Avenue Matignon, ils sont cinq.
Une entreprise familiale, Jacques Heim, habille les jeunes filles de bonne famille et les mères de famille qui ont l'air de jeunes filles.
La maison a été fondée il y a 50 ans par Mme Heim mère. Tout y est « comme il faut », les robes et la clientèle où l'on porte beaucoup la particule. Heim fait un énorme effort pour établir des prix plus raisonnables que ses concurrents. ..
A côté Germaine Lecomte truste les vedettes qui ne veulent pas, et les bourgeoises qui ne peuvent pas faire des folies.
Un peu plus loin, Jean Dessès monopolise les altesses royales. La maison est noble, les robes aussi. Jean Dessès habille « riche » des femmes riches qui ont l'air de ne jamais sortir de chez elles avant quatre heures.
En face, Marcel Rochas vient d'engager un jeune modéliste américain qui ne peut pas le cacher.
Toutes les fois qu'on rencontre Mme Rochas on a envie d'aller commander une robe chez son mari, mais tout le monde n'a pas le physique de Mme Rochas.
De l'autre côté de la rue, Maggy Rouff présente dans des locaux particulièrement somptueux des robes bien faites dans lesquelles on ne risque rien. Manguin, rue François Ier et Paquin rue de la Paix en font autant tandis que, Place Vendôme, Mme Schiaparelli continue à lancer des flammes.
On peut sortir de chez Schiaparelli parfaitement ridicule ou parfaitement élégante, mais toujours avec la certitude de ne jamais passer inaperçue.
C'est le couturier de l'audace et des idées hurlantes mais quelquefois géniales, des femmes aiguës, sûres d'elles, des robes où il n'y a rien et que l'on préfère à tout, de celles où il y a tout et que l'on ne porterait pour rien au monde.
Sa boutique est particulièrement brillante.
La super-fantaisie se trouve aussi chez Pierre Balmain rue François-Ier. Le mieux est de l'y laisser et d'y chercher, entre les robes folles, les petits tailleurs sages et les petites robes jeunettes pour fausses ingénues.
On y habille de l'Américaine, de la vedette, on y est aimable, bousculé et distrait, on y travaille particulièrement bien la fourrure.
Enfin les robes de Jacques Griffe, qui vient de fusionner avec Molyneux, ont de l'esprit et dans les collections du dernier venu, Alwynn, il y a toujours cinq robes sur cinquante qui sont dignes de Fath et quarante-cinq qui sont dignes d'oubli.
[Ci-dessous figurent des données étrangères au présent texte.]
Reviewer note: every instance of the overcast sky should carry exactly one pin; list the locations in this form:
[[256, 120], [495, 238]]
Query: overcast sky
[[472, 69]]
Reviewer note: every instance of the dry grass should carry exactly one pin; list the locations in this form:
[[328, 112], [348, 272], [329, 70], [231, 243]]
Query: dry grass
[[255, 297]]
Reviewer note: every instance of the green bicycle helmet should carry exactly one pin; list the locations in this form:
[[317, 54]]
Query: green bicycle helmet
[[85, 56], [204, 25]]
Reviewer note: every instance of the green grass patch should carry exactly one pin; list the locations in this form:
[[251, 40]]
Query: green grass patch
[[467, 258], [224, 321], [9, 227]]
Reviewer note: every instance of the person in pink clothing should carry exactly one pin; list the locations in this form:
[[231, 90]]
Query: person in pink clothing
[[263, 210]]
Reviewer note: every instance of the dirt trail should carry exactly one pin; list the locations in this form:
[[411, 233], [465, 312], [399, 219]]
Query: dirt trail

Dans toutes les maisons de Paris, on sait faire des robes du soir fastueuses et on sait rater un tailleur : de toutes les maisons de Paris on peut sortir mal habillée ou parfaitement élégante.
Mais dans la franc-maçonnerie des « femmes qui s'habillent » on reconnaît une robe de grande maison à cinquante mètres et un tailleur de Dior ou de Balenciaga à cent mètres.
Et tandis qu'on le regarde sur toutes ses savantes coutures, l'homme qui vous accompagne se retourne pour suivre des yeux une ravissante personne qui a taillé jupe elle-même.